The economic situation is one of the main reasons that drawing direct comparisons between the rise of Trudeau’s Liberals and the future of the Labour Party is problematic. Canada’s economy is heavily reliant on the oil and gas markets, and thus is at the mercy of the volatile global markets. Harper did, in spite of many flaws, oversee a period of economic success in Canada; mostly reliant on booming markets for raw materials which has led to them becoming the most stable economy in the G7. However, the drop in oil prices over the last 18 months saw the Canadian economy take a hit, and the already unpopular Harper had no defence, other than claiming that things would be worse under Trudeau or Mulcair. This economic situation obviously differs massively from the UK, where outlook is good provided there is no freak repeat of the 2008 banking crash, so whoever leads the Conservatives into the 2020 election will presumably be able to do so from a position of economic strength.

Of course, predicting what will happen in the next five years is an impossible task, but we know at least that the Conservatives face a challenge in navigating their party through the EU referendum without too many wounds being opened up. Also, by 2020, the Tories will have been in power for ten years and parties in power that long become vulnerable as they will inevitably make mistakes or have outside forces conspire against them. The Liberals were in a strong enough position that, when Harper’s personal brand became too toxic and the economy began to slow, they could present themselves as a reasonable alternative. As everyone on the left talks of how Trudeau’s politics of hope and ‘Real Change’ should inspire the British left, the main message coming out of Canada seems to me to be that if your party enters an election with a leader that people don’t like, you don’t win that election.

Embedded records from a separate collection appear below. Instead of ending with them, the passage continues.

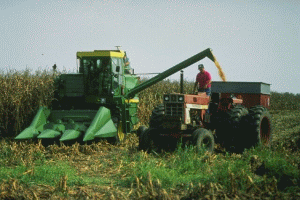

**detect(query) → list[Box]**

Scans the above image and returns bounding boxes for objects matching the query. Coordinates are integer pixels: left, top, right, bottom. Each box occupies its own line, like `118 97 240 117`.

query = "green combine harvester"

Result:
15 49 214 143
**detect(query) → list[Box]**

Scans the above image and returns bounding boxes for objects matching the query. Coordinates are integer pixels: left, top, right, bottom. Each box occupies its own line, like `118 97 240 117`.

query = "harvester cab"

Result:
16 50 139 145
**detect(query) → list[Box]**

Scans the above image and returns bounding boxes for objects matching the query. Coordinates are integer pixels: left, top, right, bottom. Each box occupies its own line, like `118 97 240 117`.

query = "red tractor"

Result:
138 82 271 152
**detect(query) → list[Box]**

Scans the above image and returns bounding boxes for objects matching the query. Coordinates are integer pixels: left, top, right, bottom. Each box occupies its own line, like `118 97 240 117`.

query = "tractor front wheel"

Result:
139 128 159 153
193 128 215 153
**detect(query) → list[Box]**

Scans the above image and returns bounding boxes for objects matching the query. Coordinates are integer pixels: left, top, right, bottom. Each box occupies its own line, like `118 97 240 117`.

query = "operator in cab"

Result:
194 64 211 96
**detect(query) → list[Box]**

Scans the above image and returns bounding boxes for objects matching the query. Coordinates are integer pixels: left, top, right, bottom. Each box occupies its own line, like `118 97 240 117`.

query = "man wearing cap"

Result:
194 64 211 96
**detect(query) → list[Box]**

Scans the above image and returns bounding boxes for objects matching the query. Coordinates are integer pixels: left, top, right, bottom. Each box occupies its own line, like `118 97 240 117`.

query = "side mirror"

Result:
116 66 120 73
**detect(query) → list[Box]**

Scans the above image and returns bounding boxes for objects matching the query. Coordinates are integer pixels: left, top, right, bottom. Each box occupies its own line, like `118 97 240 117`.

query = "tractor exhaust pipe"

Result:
180 70 183 94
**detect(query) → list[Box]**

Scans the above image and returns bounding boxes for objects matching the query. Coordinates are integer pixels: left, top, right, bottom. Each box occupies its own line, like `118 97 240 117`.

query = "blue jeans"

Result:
198 87 211 96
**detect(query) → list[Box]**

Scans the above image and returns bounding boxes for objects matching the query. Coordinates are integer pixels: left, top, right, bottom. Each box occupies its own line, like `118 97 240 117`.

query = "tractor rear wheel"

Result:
216 105 248 151
192 128 215 153
244 105 272 147
149 104 165 128
139 128 158 153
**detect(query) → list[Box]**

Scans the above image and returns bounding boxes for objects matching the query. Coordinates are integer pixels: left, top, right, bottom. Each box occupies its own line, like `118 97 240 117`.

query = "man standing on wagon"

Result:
194 64 211 96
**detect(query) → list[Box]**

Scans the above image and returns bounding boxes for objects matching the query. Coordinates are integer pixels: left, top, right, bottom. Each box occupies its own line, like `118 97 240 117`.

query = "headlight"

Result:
164 96 170 101
100 98 106 103
178 96 184 102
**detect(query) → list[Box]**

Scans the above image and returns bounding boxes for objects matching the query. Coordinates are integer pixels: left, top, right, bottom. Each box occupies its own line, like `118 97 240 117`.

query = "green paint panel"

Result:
59 130 81 141
95 120 117 137
83 107 111 141
15 127 39 140
15 107 50 140
38 129 61 139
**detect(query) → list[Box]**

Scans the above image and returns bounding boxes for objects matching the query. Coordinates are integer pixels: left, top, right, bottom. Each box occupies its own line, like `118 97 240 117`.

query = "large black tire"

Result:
244 105 272 148
149 104 165 128
192 128 215 153
216 105 249 151
139 128 159 153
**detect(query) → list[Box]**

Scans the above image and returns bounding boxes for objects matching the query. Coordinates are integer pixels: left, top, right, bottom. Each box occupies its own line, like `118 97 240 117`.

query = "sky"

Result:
0 0 300 94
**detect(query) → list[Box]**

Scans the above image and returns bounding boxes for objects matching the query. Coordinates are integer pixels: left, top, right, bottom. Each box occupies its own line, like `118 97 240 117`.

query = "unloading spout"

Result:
125 48 215 98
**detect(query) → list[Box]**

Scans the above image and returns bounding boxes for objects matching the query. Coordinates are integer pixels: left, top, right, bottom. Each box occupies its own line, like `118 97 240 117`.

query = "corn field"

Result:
0 69 300 136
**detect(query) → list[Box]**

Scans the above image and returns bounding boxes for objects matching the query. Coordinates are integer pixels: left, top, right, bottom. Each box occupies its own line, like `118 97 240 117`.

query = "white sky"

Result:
0 0 300 93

Therefore, unless the Labour Party is willing to put all its chips on black and hope that some outside economic force intervenes and scuppers the Tory party between now and 2020, it seems they can learn more from Canada’s Conservatives. Jeremy Corbyn is not Labour’s Justin Trudeau, he’s their version of a scandal ridden, politically toxic, Stephen Harper- and he hasn’t even been in power in order to achieve this reputation. Should this still prove to be the case by 2017, or maybe earlier, Labour still has time to replace him with someone who can make the reasoned arguments in favour of socially progressive politics that have returned the Liberals to political relevance in just four years.